Una rinforzata cultura dell’ascolto potrebbe anche dare più corpo a un concetto di medicina legato alla narrazione, al valorizzare – ben oltre il sintomo – l’esperienza soggettiva della persona che soffre, con tutti i dettagli e le sfumature. In una visita medica, e ancor più in una seduta di psicoterapia, in un incontro di life-coaching, o in altri contesti di supporto a stati ansiosi, non si realizza solo l’incontro tra un sapere tecnico e l’oggetto dello studio, o tra sintomo e cura: sono sempre in gioco le emozioni e le esperienze individuali. Spesso anche solo l’ascolto di una storia di ansia e di dolore è già uno straordinario lenitivo della sofferenza.
3) Abilità nel “dialogare” le cattive notizie. Dialogare, sì. È infatti proprio il dialogo la chiave per rendere più efficace e meno penoso, per entrambi i poli, uno dei momenti più delicati della strategia di cura. Si potrebbe sciogliere, almeno in parte, quella barriera fatta d’imbarazzo, paura, senso d’inadeguatezza, che a volte costringe il personale medico-sanitario a trincerarsi dietro atteggiamenti duri, scostanti, o a frasi di circostanza che incrementano l’ansia, altro che attutirla.

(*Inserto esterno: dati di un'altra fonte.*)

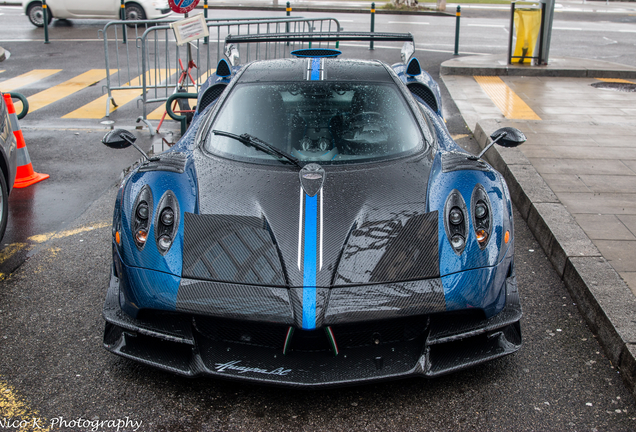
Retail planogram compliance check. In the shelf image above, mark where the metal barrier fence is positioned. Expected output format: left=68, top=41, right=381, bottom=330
left=100, top=17, right=341, bottom=120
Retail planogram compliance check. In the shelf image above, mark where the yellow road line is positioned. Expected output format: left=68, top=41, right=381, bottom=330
left=147, top=68, right=216, bottom=120
left=0, top=380, right=51, bottom=432
left=15, top=69, right=106, bottom=112
left=0, top=69, right=62, bottom=92
left=473, top=76, right=541, bottom=120
left=29, top=222, right=111, bottom=243
left=62, top=69, right=166, bottom=119
left=0, top=243, right=27, bottom=263
left=594, top=78, right=634, bottom=84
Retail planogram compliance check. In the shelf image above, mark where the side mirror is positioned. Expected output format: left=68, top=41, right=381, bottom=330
left=102, top=129, right=152, bottom=161
left=0, top=47, right=11, bottom=61
left=102, top=129, right=137, bottom=149
left=477, top=127, right=527, bottom=158
left=224, top=44, right=240, bottom=66
left=400, top=42, right=415, bottom=64
left=490, top=127, right=527, bottom=147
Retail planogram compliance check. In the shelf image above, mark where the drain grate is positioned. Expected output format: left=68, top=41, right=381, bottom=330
left=592, top=82, right=636, bottom=92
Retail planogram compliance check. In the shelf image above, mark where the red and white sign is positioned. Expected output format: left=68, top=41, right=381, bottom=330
left=168, top=0, right=199, bottom=13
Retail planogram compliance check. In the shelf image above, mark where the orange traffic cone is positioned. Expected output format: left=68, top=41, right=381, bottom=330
left=3, top=94, right=49, bottom=188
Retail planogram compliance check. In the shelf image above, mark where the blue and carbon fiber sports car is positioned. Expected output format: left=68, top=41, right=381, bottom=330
left=104, top=32, right=524, bottom=387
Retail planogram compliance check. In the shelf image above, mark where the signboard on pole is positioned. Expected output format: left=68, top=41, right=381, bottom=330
left=170, top=14, right=210, bottom=45
left=168, top=0, right=199, bottom=14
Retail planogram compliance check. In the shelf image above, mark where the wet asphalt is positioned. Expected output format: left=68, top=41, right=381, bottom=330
left=0, top=7, right=636, bottom=431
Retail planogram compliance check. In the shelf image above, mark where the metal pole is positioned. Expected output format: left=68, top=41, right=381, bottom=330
left=203, top=0, right=209, bottom=45
left=42, top=0, right=50, bottom=44
left=285, top=2, right=291, bottom=46
left=453, top=5, right=462, bottom=55
left=119, top=0, right=126, bottom=43
left=537, top=3, right=547, bottom=66
left=369, top=3, right=375, bottom=49
left=508, top=2, right=515, bottom=64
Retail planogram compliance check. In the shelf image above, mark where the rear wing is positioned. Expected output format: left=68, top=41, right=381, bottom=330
left=225, top=32, right=414, bottom=45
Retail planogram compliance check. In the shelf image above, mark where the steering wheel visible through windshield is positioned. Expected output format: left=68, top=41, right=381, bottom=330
left=204, top=81, right=424, bottom=163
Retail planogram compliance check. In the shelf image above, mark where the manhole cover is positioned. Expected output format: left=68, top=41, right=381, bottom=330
left=592, top=82, right=636, bottom=92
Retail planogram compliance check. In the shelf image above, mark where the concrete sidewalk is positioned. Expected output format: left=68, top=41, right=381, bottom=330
left=441, top=56, right=636, bottom=396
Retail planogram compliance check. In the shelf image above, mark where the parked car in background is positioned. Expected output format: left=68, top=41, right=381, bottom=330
left=0, top=47, right=17, bottom=239
left=22, top=0, right=171, bottom=27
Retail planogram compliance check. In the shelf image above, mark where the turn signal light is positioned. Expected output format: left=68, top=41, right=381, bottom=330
left=135, top=230, right=148, bottom=244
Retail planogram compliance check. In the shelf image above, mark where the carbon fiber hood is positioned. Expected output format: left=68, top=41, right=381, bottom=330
left=183, top=151, right=439, bottom=288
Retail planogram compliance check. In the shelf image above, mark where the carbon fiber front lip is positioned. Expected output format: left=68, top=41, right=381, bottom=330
left=103, top=268, right=522, bottom=387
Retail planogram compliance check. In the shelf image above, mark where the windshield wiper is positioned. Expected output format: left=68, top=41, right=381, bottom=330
left=212, top=130, right=303, bottom=168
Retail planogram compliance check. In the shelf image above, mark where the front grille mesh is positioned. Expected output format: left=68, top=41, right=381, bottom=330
left=194, top=317, right=428, bottom=352
left=198, top=84, right=226, bottom=112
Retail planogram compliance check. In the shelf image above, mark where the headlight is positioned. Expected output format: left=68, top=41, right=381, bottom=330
left=470, top=184, right=492, bottom=249
left=444, top=189, right=468, bottom=255
left=155, top=191, right=179, bottom=255
left=130, top=185, right=152, bottom=250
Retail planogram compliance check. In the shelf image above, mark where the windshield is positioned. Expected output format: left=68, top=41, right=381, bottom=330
left=205, top=81, right=423, bottom=164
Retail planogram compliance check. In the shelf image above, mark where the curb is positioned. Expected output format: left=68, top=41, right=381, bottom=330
left=440, top=54, right=636, bottom=79
left=474, top=120, right=636, bottom=397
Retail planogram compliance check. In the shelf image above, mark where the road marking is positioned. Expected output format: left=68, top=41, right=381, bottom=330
left=15, top=69, right=106, bottom=113
left=473, top=76, right=541, bottom=120
left=29, top=222, right=112, bottom=243
left=0, top=243, right=27, bottom=263
left=0, top=380, right=51, bottom=432
left=594, top=78, right=634, bottom=84
left=466, top=24, right=506, bottom=28
left=0, top=69, right=62, bottom=93
left=389, top=21, right=430, bottom=25
left=146, top=68, right=216, bottom=120
left=62, top=69, right=166, bottom=119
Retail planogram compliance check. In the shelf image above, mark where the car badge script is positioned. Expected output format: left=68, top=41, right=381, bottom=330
left=300, top=164, right=325, bottom=197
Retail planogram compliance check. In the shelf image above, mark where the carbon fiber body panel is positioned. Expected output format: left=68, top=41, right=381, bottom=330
left=103, top=264, right=521, bottom=387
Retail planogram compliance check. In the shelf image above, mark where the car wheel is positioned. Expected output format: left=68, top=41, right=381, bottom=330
left=126, top=3, right=146, bottom=27
left=27, top=3, right=53, bottom=27
left=0, top=172, right=9, bottom=239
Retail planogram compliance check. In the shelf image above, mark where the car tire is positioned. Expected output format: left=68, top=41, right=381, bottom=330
left=27, top=3, right=53, bottom=27
left=0, top=171, right=9, bottom=240
left=126, top=3, right=146, bottom=27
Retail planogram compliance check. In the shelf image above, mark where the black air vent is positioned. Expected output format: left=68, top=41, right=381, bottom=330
left=407, top=83, right=437, bottom=112
left=406, top=58, right=422, bottom=76
left=216, top=59, right=232, bottom=77
left=139, top=152, right=187, bottom=174
left=197, top=84, right=227, bottom=112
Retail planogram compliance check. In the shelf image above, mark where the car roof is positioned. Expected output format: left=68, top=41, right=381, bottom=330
left=240, top=57, right=393, bottom=83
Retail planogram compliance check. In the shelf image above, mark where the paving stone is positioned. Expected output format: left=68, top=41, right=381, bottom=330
left=559, top=192, right=636, bottom=215
left=594, top=240, right=636, bottom=272
left=574, top=214, right=636, bottom=241
left=619, top=271, right=636, bottom=295
left=541, top=174, right=592, bottom=195
left=579, top=174, right=636, bottom=194
left=617, top=214, right=636, bottom=235
left=563, top=257, right=636, bottom=365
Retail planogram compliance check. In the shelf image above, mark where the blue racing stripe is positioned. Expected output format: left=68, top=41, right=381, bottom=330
left=303, top=194, right=318, bottom=330
left=310, top=58, right=320, bottom=81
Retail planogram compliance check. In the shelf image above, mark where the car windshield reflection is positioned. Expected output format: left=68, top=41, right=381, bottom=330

È un’abilità che si può allenare, tenendo presenti pochi essenziali requisiti. Si parte – di nuovo – dall’ascoltare: capire come comunicare la notizia, dove, quando, con quali toni e atteggiamenti, con quale progressione, e poi dosare le parole, misurando il loro risuonare nelle emozioni.
C’è poi da strutturare il messaggio, avvolgendo la cruda descrizione tecnica tra un tono caldo iniziale, che instauri un feeling accogliente, e una riconciliazione finale, che orienti lo sguardo verso un futuro da costruire insieme, che sia una speranza possibile, una terapia pesante, o l’accettazione di uno stato immodificabile.
Utile anche proporre un percorso, non solo un intervento (parliamo di questo, poi coinvolgiamo i chirurghi; ora facciamo questo, vediamo come va, poi decidiamo se serve fare quello o quell’altro).
E poi tenere il linguaggio sull’avere, non sull’essere: lei ha, non lei è. Una gran differenza per chi deve accettare una patologia. Se noi “siamo”, non possiamo essere altro: siamo introversi, siamo svogliati, siamo malati. Identificare la persona con la patologia (è uno psicotico, un tossico, un diabetico…) tende a cronicizzare quella patologia, perché l’identità influenza le convinzioni e i comportamenti. Se noi “abbiamo” qualcosa, possiamo essere anche altro: abbiamo un atteggiamento ansioso in certi contesti, ma in altri possiamo essere più rilassati; se abbiamo una certa malattia, possiamo essere in salute per tutte le altre parti di noi. L’essere porta a un’assolutezza, e spesso profetizza stabilità. L’avere aumenta l’accettazione del messaggio e la probabilità di autocorrezione.
Sempre con lo scrupolo di dire la verità, senza pietose bugie o inutili indoramenti, né quell’atteggiamento autodifensivo che spesso riduce a pochi freddi passaggi un mero adempimento. Insomma, correndo il rischio di sostenere la fatica dell’empatia, il carico ansioso potrebbe rischiararsi almeno un po’ e aprirsi in un’ipotesi più o meno stabile, appunto, di salute.